This study provides key insights into the longstanding and vexing debate about optimal systemic therapy for these young women. We wonder about the role of tamoxifen, aromatase inhibitors, chemotherapy, and ancillary therapies like bisphosphonates,” said Nancy E. Davidson, MD, Director of the University of Pittsburgh Cancer Institute, who was formal discussant of the TEXT and SOFT trials during the Plenary Session at the ASCO Annual Meeting.
The joint analysis showed a highly statistically significant improvement in the primary endpoint of disease-free survival with exemestane plus ovarian function suppression. All subgroups benefited. And there was a significant improvement in secondary endpoints, she said. “But these positive findings have not translated into improved survival,” she added, noting that it is premature to evaluate survival.

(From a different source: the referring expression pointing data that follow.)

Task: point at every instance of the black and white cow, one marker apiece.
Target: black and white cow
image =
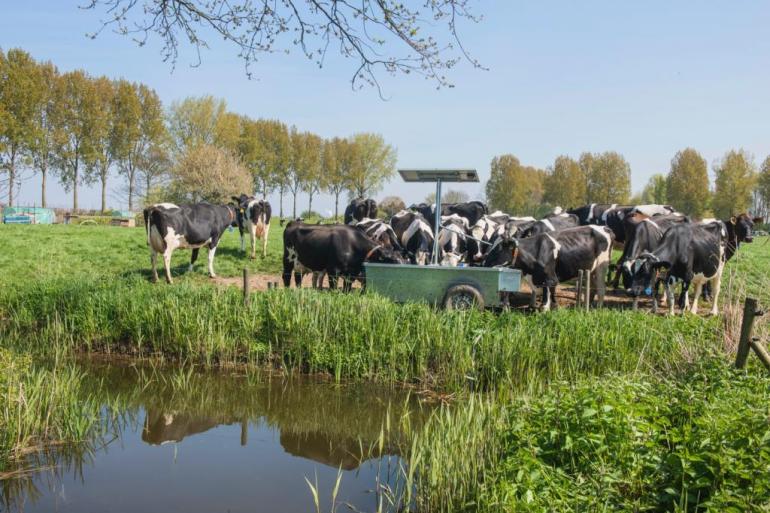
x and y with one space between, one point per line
337 250
482 236
739 229
642 234
553 257
380 232
452 240
550 224
171 227
415 235
614 214
360 209
253 217
690 253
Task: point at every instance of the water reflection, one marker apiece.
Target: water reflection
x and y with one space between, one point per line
174 439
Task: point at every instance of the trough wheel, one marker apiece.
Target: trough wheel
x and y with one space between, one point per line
463 297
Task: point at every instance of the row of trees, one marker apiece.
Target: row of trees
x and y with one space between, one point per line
83 129
74 126
606 178
739 186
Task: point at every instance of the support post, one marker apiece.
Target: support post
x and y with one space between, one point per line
246 286
436 223
744 343
579 296
761 352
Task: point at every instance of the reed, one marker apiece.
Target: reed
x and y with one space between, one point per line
346 336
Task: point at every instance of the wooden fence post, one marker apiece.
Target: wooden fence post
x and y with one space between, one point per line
744 343
579 296
246 286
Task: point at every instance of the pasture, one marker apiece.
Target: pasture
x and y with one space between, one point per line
534 396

Dr. Davidson cited several strengths of this trial. It was international, used a rigorous definition of premenopausal and hormone responsiveness, and had well-balanced arms and a pragmatic follow-up algorithm. Limitations included a revised analysis plan due to better-than-expected outcomes to compensate for a lower-than-expected event rate, short follow-up, heterogeneous patients, and a long period of accrual.
Further Considerations
Several factors to consider when evaluating the results of SOFT and TEXT compared to discrepant results of the older ABCSG-12 trial include the choice of aromastase inhibitor, the choice of luteinizing hormone–releasing hormone (LHRH) agonist, duration of endocrine therapy, different patient characteristics, the use and timing of chemotherapy, and the size and statistical power of the trial.

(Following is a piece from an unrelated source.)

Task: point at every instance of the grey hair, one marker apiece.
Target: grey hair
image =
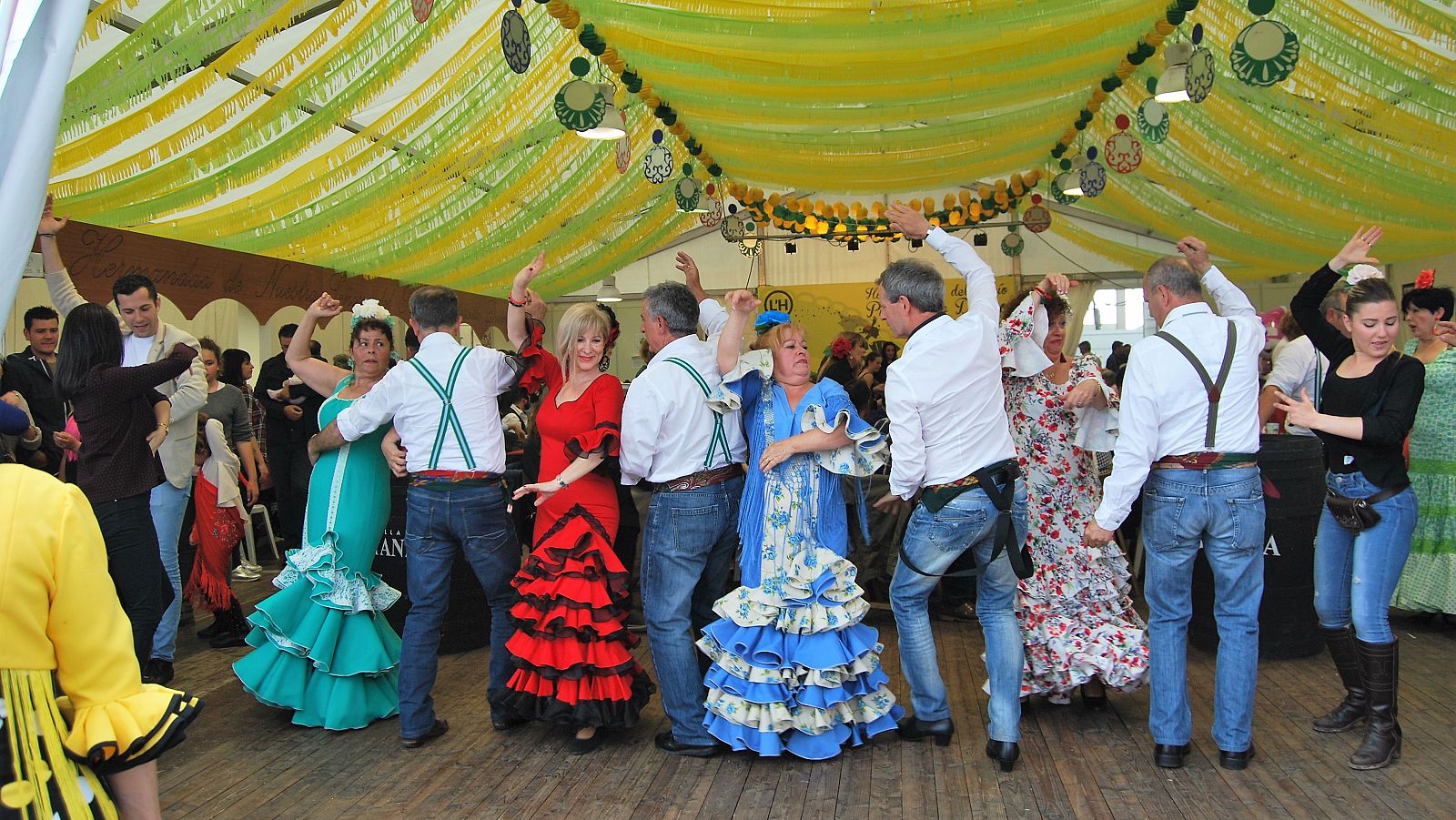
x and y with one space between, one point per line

“Several of these factors may account for the differences. Longer follow-up may help us sort this out,” Dr. Davidson said.
The joint analysis of TEXT and SOFT suggests that some premenopausal women with early hormone-sensitive breast cancer will do very well on hormone therapy alone and can avoid chemotherapy, which is an important point. The decision to use chemotherapy should be individualized and based on discussions between the oncologist and the patient. “Not every premenopausal patient needs chemotherapy,” Dr. Davidson noted.
“More long-term follow-up of this analysis, as well as results of the tamoxifen arm in the SOFT trial are needed to finalize my approach. Additionally, we need to determine the role of obesity, and develop better predictive biomarkers in this setting. What we can say today is that exemestane plus [ovarian suppression] is another important option for premenopausal hormone-sensitive early breast cancer,” Dr. Davidson stated.
Another View
“Ovarian suppression is controversial in the United States. We are not sure what ovarian suppression adds beyond tamoxifen in this setting. And we don’t know that yet because the results of the tamoxifen-alone arm of SOFT are not yet available,” said Claudine Isaacs, MD, Professor of Medicine and Oncology at Georgetown University School of Medicine, Washington, DC.
“The question is: should I change my standard of care from tamoxifen to [ovarian suppression] based on this trial? I think we need to individualize therapy and consider risk of [ovarian suppression], age, and prior chemotherapy. The outcome is excellent with adjuvant tamoxifen alone in the majority of premenopausal women with hormone-sensitive breast cancer. From a quality-of-life perspective, it is important for premenopausal women to retain ovarian function. It behooves us to think about who needs [ovarian suppression] and to wait to see results of the tamoxifen-alone arm,” Dr. Isaacs said.
Also, she said it is difficult to know whether some patients would prefer exemestane and ovarian suppression for 5 years vs chemotherapy. “Some women may prefer the transient side effects of chemotherapy. This is a complicated question, and these results cause us to reevaluate our thinking,” she said. ■
Disclosure: Drs. Davidson and Isaacs reported no potential conflicts of interest.